I was wandering is there a method or a function already implemented in
python that supports secure deletion of data?

I'm interested in something which is able to securely wipe data (from
single file to bunch of MB's), and that should run both on Linux and
Windows.

I tried on google, but I hadn't found anything useful to me.

Thank you very much in advance.

Boris Genc
Jul 18 '05 #1
21 6682
Boris Genc <boris.genc@REMOVE_mindless_ME.com> wrote:
Hi everybody.
I was wandering is there a method or a function already implemented in
python that supports secure deletion of data?

I'm interested in something which is able to securely wipe data (from
single file to bunch of MB's), and that should run both on Linux and
Windows.


When people talk about secure deletion of data, they generally mean
things like over-writing the physical disk blocks that used to hold the
file with random data. The details of how you do this is extremely
operating system dependent (and probably also on what kind of file
system, hardware, etc). Not to mention that the definition of "secure"
will vary with the type of data, and who's doing it (i.e. what I
consider secure probably doesn't pass muster with the military).
Jul 18 '05 #2
Boris Genc wrote:
Hi everybody.
I was wandering is there a method or a function already implemented in
python that supports secure deletion of data?

I'm interested in something which is able to securely wipe data (from
single file to bunch of MB's), and that should run both on Linux and
Windows.

I tried on google, but I hadn't found anything useful to me.

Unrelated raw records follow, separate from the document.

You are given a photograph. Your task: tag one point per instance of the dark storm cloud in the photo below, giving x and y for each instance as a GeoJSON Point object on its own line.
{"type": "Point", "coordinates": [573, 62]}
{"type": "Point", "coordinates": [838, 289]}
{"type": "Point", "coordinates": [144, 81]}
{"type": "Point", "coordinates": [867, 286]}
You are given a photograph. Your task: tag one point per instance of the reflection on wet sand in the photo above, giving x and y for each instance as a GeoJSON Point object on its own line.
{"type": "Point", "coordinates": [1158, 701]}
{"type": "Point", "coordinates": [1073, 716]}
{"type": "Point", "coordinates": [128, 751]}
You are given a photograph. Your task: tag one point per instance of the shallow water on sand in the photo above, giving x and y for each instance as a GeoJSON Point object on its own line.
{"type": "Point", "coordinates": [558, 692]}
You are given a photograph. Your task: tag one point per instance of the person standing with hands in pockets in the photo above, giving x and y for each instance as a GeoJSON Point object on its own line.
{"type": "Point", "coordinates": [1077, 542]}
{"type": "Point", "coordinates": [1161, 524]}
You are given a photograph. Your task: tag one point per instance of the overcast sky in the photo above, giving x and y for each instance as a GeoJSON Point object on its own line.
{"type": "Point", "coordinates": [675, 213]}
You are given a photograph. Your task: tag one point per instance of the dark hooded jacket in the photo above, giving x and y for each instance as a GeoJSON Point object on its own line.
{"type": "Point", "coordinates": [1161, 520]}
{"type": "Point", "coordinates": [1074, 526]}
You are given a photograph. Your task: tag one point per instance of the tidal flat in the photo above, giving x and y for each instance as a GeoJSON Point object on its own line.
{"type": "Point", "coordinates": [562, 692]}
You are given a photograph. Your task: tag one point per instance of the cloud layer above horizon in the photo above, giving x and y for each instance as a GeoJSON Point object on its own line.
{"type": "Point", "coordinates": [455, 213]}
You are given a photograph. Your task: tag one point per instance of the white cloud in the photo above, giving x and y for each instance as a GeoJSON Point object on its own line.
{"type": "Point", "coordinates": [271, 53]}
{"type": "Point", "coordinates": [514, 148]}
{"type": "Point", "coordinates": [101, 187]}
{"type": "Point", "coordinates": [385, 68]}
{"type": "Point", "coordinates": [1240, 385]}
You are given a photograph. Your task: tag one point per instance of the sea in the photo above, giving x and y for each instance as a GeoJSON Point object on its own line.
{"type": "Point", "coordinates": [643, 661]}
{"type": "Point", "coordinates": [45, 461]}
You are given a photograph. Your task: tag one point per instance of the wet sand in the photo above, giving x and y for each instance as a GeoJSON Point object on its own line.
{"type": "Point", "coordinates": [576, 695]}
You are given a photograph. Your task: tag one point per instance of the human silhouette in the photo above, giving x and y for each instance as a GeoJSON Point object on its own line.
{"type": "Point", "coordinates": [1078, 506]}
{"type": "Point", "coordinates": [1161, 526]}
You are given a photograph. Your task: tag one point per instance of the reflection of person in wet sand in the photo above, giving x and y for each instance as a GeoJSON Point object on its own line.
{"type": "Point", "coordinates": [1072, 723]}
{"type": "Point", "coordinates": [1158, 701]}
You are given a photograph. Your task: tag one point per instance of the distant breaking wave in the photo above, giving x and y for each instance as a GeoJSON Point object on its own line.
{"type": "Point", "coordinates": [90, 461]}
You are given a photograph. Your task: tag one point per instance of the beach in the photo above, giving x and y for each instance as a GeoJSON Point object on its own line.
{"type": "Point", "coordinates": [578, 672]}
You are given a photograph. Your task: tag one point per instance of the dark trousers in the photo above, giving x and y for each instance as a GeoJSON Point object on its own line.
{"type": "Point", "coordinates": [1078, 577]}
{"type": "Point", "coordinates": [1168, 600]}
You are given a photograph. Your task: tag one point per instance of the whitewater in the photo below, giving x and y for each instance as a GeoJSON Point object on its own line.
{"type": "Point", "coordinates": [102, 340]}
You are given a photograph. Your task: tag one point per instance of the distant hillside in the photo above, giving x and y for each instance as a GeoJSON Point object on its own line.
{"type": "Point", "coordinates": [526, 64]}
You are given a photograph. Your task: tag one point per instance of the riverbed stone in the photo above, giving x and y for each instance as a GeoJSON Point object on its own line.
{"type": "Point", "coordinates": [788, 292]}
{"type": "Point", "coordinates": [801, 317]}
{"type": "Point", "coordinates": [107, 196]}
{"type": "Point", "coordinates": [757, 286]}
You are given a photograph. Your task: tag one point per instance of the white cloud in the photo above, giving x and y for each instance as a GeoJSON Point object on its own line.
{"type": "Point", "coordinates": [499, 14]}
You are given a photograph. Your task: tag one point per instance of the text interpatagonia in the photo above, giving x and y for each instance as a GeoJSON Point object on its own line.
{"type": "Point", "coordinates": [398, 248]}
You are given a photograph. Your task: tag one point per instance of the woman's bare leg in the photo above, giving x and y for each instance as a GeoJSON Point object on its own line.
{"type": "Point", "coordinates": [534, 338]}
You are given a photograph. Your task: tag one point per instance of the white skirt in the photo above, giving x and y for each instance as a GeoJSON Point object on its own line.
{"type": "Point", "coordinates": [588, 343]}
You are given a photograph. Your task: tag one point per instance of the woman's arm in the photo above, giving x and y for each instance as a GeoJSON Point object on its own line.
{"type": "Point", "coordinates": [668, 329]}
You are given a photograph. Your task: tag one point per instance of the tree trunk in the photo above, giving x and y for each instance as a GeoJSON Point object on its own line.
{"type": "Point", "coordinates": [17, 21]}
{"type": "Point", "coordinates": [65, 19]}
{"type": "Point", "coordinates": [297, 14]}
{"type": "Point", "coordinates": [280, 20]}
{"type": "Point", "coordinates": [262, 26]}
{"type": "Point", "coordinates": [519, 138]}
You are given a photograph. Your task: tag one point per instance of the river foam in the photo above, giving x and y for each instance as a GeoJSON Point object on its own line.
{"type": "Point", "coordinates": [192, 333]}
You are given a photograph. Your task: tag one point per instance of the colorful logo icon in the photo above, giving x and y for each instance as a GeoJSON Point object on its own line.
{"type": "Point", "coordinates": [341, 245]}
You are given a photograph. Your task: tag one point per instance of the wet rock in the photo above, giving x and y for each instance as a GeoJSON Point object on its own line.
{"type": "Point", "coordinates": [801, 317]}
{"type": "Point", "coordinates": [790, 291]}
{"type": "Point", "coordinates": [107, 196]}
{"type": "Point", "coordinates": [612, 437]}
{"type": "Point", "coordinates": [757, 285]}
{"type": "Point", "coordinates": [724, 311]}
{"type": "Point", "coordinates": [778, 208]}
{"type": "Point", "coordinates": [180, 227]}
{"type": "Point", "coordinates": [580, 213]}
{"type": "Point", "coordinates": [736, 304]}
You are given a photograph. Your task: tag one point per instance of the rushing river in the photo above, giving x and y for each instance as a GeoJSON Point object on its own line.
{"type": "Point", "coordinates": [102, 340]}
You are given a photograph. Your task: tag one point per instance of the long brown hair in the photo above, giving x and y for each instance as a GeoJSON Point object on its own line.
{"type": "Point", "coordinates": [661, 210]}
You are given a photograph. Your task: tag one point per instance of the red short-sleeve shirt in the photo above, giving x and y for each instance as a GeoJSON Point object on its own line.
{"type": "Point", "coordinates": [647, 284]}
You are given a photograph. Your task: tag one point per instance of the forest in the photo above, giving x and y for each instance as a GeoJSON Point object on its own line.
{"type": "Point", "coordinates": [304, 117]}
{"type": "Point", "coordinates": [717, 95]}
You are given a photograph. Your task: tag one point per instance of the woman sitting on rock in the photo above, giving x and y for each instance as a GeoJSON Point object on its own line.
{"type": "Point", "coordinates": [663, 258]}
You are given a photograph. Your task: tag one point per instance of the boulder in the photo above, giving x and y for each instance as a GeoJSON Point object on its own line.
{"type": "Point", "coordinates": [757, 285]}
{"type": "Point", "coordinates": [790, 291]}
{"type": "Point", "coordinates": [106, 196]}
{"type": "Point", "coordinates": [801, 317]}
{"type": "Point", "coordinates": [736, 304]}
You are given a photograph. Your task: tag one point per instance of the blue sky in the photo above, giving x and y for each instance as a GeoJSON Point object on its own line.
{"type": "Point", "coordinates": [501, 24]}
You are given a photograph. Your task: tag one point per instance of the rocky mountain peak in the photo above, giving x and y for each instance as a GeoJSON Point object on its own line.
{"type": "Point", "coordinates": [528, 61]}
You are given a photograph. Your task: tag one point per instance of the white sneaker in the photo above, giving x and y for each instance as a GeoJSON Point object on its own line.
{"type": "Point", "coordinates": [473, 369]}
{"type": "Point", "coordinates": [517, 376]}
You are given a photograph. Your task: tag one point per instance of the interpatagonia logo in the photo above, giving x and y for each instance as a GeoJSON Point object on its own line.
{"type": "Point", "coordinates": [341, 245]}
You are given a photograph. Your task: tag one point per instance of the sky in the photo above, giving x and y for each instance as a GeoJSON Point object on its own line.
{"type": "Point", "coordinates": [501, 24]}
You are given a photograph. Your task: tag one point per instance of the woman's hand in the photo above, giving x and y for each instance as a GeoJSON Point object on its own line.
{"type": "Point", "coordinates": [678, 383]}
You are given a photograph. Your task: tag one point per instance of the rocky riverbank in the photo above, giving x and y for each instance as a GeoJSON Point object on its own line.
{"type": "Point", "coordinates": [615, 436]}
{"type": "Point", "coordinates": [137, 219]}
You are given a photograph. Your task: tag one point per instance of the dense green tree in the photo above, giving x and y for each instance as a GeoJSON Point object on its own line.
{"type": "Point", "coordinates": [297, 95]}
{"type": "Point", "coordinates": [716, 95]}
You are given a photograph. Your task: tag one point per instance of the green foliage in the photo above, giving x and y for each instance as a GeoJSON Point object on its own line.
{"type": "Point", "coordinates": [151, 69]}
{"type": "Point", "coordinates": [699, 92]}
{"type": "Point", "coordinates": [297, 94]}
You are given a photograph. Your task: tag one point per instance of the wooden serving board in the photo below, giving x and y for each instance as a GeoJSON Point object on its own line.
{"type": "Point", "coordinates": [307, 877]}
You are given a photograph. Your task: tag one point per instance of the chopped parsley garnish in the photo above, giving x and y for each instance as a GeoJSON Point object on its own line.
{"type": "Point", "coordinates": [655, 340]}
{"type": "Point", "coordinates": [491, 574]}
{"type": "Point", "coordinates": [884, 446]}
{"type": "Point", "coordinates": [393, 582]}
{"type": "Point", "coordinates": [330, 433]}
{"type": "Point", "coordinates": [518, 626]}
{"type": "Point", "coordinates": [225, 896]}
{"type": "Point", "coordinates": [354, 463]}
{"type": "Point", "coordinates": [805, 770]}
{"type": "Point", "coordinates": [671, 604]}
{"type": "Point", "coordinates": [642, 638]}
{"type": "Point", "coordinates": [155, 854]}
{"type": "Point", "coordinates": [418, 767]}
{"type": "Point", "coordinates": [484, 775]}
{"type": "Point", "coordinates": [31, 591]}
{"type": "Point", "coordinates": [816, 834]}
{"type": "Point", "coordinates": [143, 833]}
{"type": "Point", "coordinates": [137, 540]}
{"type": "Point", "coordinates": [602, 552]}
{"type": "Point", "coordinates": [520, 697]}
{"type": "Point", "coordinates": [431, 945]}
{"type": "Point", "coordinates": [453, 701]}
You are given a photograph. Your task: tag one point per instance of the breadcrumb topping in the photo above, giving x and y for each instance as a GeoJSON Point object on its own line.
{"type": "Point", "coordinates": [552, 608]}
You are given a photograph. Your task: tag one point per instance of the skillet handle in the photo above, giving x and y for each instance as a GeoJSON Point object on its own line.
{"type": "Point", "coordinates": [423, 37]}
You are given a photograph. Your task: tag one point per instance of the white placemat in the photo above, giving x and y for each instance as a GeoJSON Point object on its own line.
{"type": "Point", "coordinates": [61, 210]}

Thank you very much in advance.

Boris Genc

something like

fp = open(path, "wb")
for i in range(os.path.getsize(path)):
fp.write("*")
fp.close()
os.unlink(path)

is probably all you can do in a portable way (multiple write phases with
different data could improve the 'security'). But a problem that cannot be
solved in a portable way is that the data might exist at other locations on the
disk (e.g. temporary file, backup, swapfile...). Unless you know *exactly* that
there *cannot* be another copy of the data, you would have to erase all unused
parts of the filesystem, too - a process that heavily depends on which
filesystem is used.
Jul 18 '05 #3
Benjamin Niemann wrote:
Boris Genc wrote:
Hi everybody.
I was wandering is there a method or a function already implemented in
python that supports secure deletion of data?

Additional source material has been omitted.